Remembering the Fallen: on this day in 1915, Second Lieutenant the Honourable Gerald William Grenfell, 8th Battalion, the Rifle Brigade, was killed in action at Hooge in Flanders.
The second son of the 1st Baron Desborough, he was educated at Eton and Balliol College, Oxford, where he won the Craven scholarship and was awarded a Blue for tennis. He had been destined for a career in the Law but at the outbreak of the Great War he volunteered and was gazetted as Second Lieutenant to the Rifle Brigade. He served with the Expeditionary Force in France and Flanders and was considered an inspirational officer, popular with all ranks. His older brother, the war poet Julian Grenfell, had died of wounds two months earlier, and his younger brother was killed in a motor accident after the war – his two cousins also died in the war which meant that his father had no male heirs and was therefore not only the first but the last to hold the title of Baron Desborough. One in five soldiers from the peerage were killed in the Great War, and Baron Desborough was not the only title to disappear for lack of an heir.

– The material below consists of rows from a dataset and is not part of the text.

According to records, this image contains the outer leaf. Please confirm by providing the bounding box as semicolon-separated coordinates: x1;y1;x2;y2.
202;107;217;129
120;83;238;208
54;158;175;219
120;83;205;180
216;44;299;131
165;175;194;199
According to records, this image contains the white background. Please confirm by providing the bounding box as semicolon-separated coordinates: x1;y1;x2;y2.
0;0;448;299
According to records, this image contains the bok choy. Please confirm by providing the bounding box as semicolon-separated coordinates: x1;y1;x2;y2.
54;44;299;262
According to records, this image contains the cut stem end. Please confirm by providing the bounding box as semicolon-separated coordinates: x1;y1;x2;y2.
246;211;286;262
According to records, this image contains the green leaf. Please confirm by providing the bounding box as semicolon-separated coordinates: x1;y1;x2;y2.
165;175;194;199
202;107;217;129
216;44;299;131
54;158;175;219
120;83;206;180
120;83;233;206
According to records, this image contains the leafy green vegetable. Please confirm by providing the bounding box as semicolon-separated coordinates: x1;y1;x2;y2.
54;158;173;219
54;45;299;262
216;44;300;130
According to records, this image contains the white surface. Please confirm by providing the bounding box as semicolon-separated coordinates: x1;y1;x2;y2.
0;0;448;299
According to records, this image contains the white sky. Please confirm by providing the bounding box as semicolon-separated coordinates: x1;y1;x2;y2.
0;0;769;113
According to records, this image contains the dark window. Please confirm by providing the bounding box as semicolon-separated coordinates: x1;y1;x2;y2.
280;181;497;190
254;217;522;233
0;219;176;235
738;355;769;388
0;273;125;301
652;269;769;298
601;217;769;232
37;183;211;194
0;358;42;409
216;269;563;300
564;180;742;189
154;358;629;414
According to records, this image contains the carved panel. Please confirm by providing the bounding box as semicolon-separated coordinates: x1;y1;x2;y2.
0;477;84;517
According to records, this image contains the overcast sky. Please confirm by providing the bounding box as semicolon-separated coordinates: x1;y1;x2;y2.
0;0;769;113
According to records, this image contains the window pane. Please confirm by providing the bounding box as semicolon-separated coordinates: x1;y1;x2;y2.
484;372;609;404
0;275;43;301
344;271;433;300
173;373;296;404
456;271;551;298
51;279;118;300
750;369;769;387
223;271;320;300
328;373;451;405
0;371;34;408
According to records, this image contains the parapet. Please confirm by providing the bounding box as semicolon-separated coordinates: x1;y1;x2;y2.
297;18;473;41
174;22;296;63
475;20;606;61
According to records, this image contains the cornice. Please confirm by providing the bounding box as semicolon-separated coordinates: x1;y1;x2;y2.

On the day of his death Second Lieutenant Grenfell was leading a counter-attack in the face of heavy machine gun fire – he is reported as having been killed instantly and buried where he died. A further nineteen officers and more than five hundred men were lost that day. He is memorialized on the Menin Gate Memorial at Ypres.
Gerald, from Taplow Court in Buckinghamshire, was 25 years old.